Wireless protocols are the standards that govern how devices communicate wirelessly. There have been several generations of wireless protocols developed over the years, each with its own set of features and performance capabilities.
The following table lists the different generations of wireless protocols, along with their performance and description:
Generation | Performance | Description |
---|---|---|
1G | 1 Mbps | The first generation of wireless protocols. It was used for voice calls and data transfer. |
2G | 14 Mbps | The second generation of wireless protocols. It was used for voice calls, data transfer, and text messaging. |
3G | 21 Mbps | The third generation of wireless protocols. It was used for voice calls, data transfer, text messaging, and video streaming. |
4G | 100 Mbps | The fourth generation of wireless protocols. It is used for voice calls, data transfer, text messaging, video streaming, and gaming. |
5G | 10 Gbps | The fifth generation of wireless protocols. It is the fastest wireless protocol available. It is used for voice calls, data transfer, text messaging, video streaming, gaming, and augmented reality. |
As you can see, each generation of wireless protocols has offered improved performance over the previous generation. This has allowed for new and innovative applications to be developed, such as video streaming and gaming.

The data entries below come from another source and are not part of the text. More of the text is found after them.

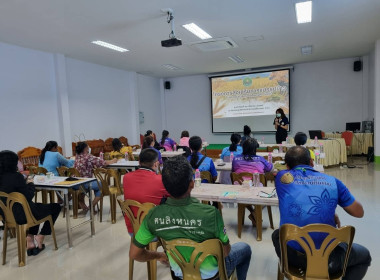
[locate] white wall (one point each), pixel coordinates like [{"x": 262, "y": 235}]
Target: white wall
[
  {"x": 28, "y": 103},
  {"x": 149, "y": 99},
  {"x": 324, "y": 95},
  {"x": 99, "y": 100}
]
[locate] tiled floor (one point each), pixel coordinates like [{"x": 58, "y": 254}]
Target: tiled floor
[{"x": 105, "y": 256}]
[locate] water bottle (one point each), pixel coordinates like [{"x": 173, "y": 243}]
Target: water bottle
[
  {"x": 256, "y": 179},
  {"x": 270, "y": 157},
  {"x": 197, "y": 178}
]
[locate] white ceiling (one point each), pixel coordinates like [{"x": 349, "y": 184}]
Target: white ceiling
[{"x": 340, "y": 28}]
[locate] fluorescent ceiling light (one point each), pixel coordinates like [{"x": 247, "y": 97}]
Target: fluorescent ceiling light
[
  {"x": 303, "y": 11},
  {"x": 197, "y": 31},
  {"x": 110, "y": 46},
  {"x": 236, "y": 58},
  {"x": 171, "y": 67},
  {"x": 306, "y": 50}
]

The latest generation of wireless protocols, 5G, is the fastest wireless protocol available. It offers speeds of up to 10 Gbps, which is 100 times faster than 4G. 5G is being used for a variety of applications, including voice calls, data transfer, text messaging, video streaming, gaming, and augmented reality.
As wireless technology continues to evolve, we can expect to see even faster speeds and new and innovative applications.
Wi-Fi is a wireless networking technology that allows devices to connect to the internet or to each other without the need for cables. There have been several generations of Wi-Fi developed over the years, each with its own set of features and performance capabilities.
The following table lists the different generations of Wi-Fi, along with their year of introduction, performance, and description:
Generation | Year | Performance | Frequency | Description |
---|---|---|---|---|
802.11b | 1999 | 11 Mbps | 2.4 GHz | The first generation of Wi-Fi. It was used for basic internet browsing and file sharing. |
802.11a | 1999 | 54 Mbps | 5 GHz | A faster version of 802.11b that was designed for use in unlicensed spectrum. |
802.11g | 2003 | 54 Mbps | 2.4 GHz | A backward-compatible version of 802.11a that offered improved performance in the 2.4 GHz band. |
802.11n | 2009 | 600 Mbps | 2.4 GHz and 5 GHz | A major improvement over previous Wi-Fi generations that offered faster speeds and better range. |
802.11ac | 2014 | 1.3 Gbps | 2.4 GHz and 5 GHz | Another major improvement over previous Wi-Fi generations that offered even faster speeds and better range. |
802.11ax | 2019 | 9.6 Gbps | 2.4 GHz and 5 GHz | The latest generation, Wi-Fi 6 that offers the fastest speeds and best range yet. |
As you can see, each generation of Wi-Fi has offered improved performance over the previous generation. This has allowed for new and innovative applications to be developed, such as streaming video and online gaming.
Industrial 5G Router
The latest generation of Wi-Fi, 802.11ax, is the fastest Wi-Fi available. It offers speeds of up to 9.6 Gbps, which is 100 times faster than 802.11b. 802.11ax is being used for a variety of applications, including streaming video, online gaming, and virtual reality.
As Wi-Fi technology continues to evolve, we can expect to see even faster speeds and new and innovative applications.
You are ready: Go back & take the exam.